Brrr, doesn't look like Kansas here. And it gets worse.
Eastwood has been criticized in the past for perfectly put together movies, which lack grace. Zacharek says, "Sometimes there has to be a kind of mad messiness to great art, and Eastwood is all about neatness and control." Until now.
This is a story of three eleven-year-old boys Jimmy Markum (Sean Penn), Dave Boyle ( Tim Robbins) and Sean Devine (Kevin Bacon) — of working-class Irish Catholic Boston stock who undergo a shattering experience, an "awful act of transgression," according to one reviewer, as one of them, Boyle is abducted and raped.
When we meet them again, it is 25 years later, and something even more awful has happened to reunite them. Markum's 19-year-old daughter Katie (Emmy Rossum) has been brutally murdered. The threesome is no longer really close, even though Markum and Boyles' (Laura Linney and Marcia Gay Harden, respectively) wives are friends.
Now a "brusquely competent" homicide detective, Devine is assigned to the case along with his partner the tough Whitey Powers (Laurence Fishburne).
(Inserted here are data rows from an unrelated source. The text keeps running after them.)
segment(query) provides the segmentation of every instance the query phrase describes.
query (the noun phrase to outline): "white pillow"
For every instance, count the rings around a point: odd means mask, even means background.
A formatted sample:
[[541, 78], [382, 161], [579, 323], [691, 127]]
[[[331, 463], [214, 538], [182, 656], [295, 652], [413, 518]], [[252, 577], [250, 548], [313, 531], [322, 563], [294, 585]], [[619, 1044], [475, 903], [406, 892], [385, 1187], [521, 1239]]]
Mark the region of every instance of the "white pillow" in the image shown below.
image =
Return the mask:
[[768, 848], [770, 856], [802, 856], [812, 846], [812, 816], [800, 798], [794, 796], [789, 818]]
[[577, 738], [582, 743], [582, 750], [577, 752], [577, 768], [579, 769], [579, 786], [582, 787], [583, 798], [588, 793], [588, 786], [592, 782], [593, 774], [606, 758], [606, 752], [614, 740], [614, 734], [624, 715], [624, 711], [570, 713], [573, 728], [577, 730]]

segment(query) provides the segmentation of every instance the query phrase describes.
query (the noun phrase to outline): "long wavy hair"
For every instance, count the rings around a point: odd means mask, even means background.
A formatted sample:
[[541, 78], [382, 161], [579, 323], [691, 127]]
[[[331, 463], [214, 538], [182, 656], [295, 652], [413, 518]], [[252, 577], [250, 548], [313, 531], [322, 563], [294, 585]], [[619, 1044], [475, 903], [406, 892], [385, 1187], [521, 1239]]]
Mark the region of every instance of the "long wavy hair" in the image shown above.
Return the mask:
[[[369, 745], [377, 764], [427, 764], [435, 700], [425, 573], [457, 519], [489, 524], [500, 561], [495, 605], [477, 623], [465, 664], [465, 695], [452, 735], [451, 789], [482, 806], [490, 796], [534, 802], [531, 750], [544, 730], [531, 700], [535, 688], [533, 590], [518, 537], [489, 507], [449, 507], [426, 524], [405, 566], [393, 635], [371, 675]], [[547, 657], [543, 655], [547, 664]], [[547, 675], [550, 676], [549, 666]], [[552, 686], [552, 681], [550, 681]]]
Markum is now a "cocky" (how could Sean Penn else be described?) ex-con and businessman, while Boyle has grown into an "inwardly tormented" workingman, husband and dad.
With a cast like this in roles like this, what more could you ask? A plot that won't let you get comfortable, and sensitive, brilliant direction.
The troubled Boyle sees Katie dancing seductively in a local bar the night of her murder; he returns home that night bloodied and wounded, telling his wife of a street fight.
In the wake of Katie's murder, Markum becomes consumed with revenge, and he has his own plans to find the killer. As the murder investigation continues, the men's wives become more fearful of what it might reveal, and withdraw in their own ways.
But all of this could be simply another loss of innocense saga, were it not for Eastwood's sensitive hand. According to Michael Wilmington of the Chicago Tribune, "As boys turned men …. these three great actors in this great movie thriller, rip up the neighborhood and tear at your heart."
"Even if Eastwood's view sounds steeped in cynicism, it's really a kind of raw mournfulness," Zacharek says. "'Mystic River' is hard-boiled beyond toughness; it's so tender that the skin falls away from the bone. It's Eastwood's most soulful, and most organic, movie."
It is rated R for language, violence and sexual themes. It starts Thursday at Market Square East.